The 229 biological processes used for HEFalMp's process-specific analyses were chosen from the Gene Ontology using a process similar to that described in the GRIFn and MEFIT systems. Briefly, a panel of six biologists were asked whether, for each of ~10,000 GO terms, an annotation there would be sufficiently informative to direct experiments probing a gene's function. This excludes terms too general to be useful in a laboratory or function prediction setting.
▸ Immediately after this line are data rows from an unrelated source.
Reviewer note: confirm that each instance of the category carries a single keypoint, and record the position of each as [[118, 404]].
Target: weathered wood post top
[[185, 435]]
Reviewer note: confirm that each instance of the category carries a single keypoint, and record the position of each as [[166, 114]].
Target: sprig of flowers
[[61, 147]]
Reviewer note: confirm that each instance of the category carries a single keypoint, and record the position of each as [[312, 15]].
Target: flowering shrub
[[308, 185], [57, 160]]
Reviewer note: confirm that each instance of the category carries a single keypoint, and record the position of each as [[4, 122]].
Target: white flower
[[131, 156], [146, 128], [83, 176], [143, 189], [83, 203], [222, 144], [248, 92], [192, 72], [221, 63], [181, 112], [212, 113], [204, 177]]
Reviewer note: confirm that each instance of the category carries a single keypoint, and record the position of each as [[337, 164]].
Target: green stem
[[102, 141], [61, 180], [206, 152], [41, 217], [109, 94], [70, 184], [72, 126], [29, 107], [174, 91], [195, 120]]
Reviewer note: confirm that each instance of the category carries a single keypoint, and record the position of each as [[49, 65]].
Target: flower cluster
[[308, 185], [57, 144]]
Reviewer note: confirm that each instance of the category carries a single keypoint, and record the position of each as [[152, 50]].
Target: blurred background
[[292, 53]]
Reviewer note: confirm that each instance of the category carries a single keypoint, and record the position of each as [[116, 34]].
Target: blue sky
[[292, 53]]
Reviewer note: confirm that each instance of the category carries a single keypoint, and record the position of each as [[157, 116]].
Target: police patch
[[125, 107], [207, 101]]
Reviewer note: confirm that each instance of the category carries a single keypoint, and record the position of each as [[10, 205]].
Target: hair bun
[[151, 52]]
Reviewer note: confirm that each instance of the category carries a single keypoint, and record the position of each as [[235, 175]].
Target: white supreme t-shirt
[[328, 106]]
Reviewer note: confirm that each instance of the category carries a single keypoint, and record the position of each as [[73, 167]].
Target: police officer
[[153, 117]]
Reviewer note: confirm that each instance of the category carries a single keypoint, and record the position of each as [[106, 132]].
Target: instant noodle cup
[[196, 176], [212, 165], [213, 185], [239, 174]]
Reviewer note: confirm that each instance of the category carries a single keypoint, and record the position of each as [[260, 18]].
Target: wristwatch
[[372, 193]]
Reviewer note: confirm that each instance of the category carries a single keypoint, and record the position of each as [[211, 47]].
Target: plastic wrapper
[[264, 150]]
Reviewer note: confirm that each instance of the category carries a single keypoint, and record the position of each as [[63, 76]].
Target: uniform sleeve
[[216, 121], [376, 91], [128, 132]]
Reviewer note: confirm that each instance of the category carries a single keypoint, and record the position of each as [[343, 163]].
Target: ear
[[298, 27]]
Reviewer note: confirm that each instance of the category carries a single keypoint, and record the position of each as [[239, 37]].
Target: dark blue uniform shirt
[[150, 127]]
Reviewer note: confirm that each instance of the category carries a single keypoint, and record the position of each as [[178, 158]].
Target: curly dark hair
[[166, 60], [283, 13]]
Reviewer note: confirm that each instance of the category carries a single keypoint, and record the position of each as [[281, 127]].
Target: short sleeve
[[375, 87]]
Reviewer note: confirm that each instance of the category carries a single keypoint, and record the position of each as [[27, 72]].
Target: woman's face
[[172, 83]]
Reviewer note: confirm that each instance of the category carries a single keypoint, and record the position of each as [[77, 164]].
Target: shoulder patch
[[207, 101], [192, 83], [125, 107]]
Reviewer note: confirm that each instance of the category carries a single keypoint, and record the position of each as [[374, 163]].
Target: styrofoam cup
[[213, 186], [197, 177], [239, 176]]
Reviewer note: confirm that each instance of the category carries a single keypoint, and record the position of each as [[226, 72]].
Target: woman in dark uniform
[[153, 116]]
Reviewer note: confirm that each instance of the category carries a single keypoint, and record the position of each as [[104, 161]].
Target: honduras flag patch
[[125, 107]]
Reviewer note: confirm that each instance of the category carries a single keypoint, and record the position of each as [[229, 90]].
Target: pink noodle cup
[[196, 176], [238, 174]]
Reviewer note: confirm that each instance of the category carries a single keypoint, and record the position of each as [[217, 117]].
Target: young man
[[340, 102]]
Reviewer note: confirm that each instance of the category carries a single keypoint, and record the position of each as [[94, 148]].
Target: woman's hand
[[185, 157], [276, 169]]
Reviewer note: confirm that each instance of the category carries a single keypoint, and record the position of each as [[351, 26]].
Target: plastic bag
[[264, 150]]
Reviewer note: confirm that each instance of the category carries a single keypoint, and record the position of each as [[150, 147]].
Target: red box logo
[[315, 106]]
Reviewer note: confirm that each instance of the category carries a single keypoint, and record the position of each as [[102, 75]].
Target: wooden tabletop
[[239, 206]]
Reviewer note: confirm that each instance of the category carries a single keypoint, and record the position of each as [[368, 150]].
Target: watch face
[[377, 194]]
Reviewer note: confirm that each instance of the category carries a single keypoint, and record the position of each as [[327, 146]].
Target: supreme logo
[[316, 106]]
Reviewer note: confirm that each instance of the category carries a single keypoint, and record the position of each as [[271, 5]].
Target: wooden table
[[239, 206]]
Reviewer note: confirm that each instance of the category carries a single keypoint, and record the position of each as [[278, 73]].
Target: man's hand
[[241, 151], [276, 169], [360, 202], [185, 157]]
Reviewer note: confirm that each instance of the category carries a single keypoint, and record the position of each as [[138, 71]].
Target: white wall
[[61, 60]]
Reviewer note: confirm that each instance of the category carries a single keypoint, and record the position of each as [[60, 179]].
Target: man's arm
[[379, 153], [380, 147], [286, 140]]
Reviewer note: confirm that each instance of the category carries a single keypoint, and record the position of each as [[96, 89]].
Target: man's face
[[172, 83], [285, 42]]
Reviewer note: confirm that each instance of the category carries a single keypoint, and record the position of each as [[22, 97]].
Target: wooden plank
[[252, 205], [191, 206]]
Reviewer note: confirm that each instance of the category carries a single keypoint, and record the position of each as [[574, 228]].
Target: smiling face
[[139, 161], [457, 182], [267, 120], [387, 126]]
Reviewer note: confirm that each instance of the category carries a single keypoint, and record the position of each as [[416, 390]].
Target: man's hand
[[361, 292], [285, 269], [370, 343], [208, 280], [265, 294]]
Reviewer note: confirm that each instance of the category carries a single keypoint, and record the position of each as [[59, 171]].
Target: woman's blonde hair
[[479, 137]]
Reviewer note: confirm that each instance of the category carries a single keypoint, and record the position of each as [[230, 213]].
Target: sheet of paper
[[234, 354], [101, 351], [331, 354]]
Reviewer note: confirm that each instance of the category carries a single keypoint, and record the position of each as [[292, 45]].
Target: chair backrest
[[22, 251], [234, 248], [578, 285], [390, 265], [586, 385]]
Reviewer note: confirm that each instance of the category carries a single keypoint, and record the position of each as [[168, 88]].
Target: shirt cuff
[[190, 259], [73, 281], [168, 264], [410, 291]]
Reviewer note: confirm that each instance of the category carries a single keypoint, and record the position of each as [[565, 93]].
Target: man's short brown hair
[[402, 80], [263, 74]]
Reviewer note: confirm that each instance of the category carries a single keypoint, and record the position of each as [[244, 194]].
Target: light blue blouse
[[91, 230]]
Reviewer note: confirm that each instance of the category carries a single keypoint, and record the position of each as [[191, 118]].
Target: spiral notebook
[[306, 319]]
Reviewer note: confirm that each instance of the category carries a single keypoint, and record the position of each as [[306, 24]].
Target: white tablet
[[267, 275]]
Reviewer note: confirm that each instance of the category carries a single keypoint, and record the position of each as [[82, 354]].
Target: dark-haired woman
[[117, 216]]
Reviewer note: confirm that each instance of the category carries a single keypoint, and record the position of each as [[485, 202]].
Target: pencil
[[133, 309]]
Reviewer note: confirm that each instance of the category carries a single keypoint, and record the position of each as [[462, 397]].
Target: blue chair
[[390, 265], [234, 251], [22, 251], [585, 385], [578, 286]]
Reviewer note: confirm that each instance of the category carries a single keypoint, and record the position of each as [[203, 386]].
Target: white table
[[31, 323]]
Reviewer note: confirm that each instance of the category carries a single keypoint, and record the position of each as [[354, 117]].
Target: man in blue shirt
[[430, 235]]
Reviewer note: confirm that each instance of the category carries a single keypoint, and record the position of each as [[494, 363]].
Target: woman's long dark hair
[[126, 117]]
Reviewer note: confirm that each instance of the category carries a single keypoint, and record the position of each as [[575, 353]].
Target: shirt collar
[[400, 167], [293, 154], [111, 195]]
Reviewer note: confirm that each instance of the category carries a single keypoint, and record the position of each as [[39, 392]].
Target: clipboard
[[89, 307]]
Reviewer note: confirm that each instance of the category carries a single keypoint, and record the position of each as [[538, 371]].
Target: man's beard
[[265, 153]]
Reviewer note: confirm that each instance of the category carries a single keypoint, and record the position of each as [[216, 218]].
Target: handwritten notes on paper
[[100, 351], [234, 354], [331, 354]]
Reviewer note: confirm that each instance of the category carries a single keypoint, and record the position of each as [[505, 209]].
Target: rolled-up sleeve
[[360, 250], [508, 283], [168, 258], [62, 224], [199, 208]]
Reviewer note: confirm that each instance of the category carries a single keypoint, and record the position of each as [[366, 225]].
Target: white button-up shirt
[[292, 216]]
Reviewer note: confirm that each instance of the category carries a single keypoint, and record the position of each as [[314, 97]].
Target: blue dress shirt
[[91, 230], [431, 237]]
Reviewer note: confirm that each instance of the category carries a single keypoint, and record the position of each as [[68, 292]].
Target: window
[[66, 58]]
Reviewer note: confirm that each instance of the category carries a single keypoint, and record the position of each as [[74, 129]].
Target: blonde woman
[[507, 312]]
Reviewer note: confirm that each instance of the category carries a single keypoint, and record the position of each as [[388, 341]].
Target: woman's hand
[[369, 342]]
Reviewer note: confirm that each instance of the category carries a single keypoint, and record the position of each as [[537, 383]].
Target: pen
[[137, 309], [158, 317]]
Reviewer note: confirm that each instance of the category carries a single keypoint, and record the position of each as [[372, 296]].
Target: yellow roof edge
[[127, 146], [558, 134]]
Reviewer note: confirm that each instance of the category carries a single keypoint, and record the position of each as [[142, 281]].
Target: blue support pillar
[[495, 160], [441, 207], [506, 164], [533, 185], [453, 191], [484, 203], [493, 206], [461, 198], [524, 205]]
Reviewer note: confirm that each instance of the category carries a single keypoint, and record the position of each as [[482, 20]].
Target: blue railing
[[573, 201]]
Any term with at least four votes was deemed informative, and all descendants of these terms in the GO hierarchy were also included as informative. Finally, the "upper fringe" of these informative terms was extracted by including any term with an uninformative parent. Restricting the resulting term set to those with at least 10 human gene annotations provided the 229 processes employed by HEFalMp. It should be noted that while these GO terms formed the basis for our process-specific analyses, our gold standard for functional relationships included additional information from many other catalogs (KEGG, Reactome, HPRD, etc.) For details on the gold standard, see our Methods; for a list of the 229 analyzed processes, see our supplemental information.

Disease associated genes

The 147 genetic disorders included in HEFalMp were extracted from the OMIM database by including all disorders with at least five associated genes. For the resulting list of OMIM IDs, diseases, and associated genes, see this file.

Tools

We'd like to extend our thanks to several groups, software packages, projects, and data repositories that have helped to make HEFalMp possible:

Contact

Please feel free to contact HEFalMp's primary author (Curtis Huttenhower), primary experimentalist (Erin Haley), or principle investigators Hilary Coller and Olga Troyanskaya directly, or visit the Coller or Troyanskaya lab web pages.

HEFalMp?

Shepard_heffalump

For the project's name to be a little clearer, one has to take into account two potentially (probably) non-obvious facts: A) it's pronounced "heff-ah-lump", and B) our lab has a long history of magical and mythical project names. Before it was horrifically commercialized by Disney, the heffalump was a figment of Winnie the Pooh's imagination, not unlike a snark or snuffleupagus (the latter again before his premise was ruined by corporate interests). After consideration of dozens of imaginary and mythical beasts whose names could potentially be used with our functional mapping project, we settled on the rather embarassing acronymization "HEFalMp" for the mundane reason that it offered the necessary H (human), F (functional), and M (map) letters in the correct order. The rest is history, as is the original E. H. Shepard illustration of a heffalump from the canonical A. A. Milne Pooh books from 1926 shown to the left.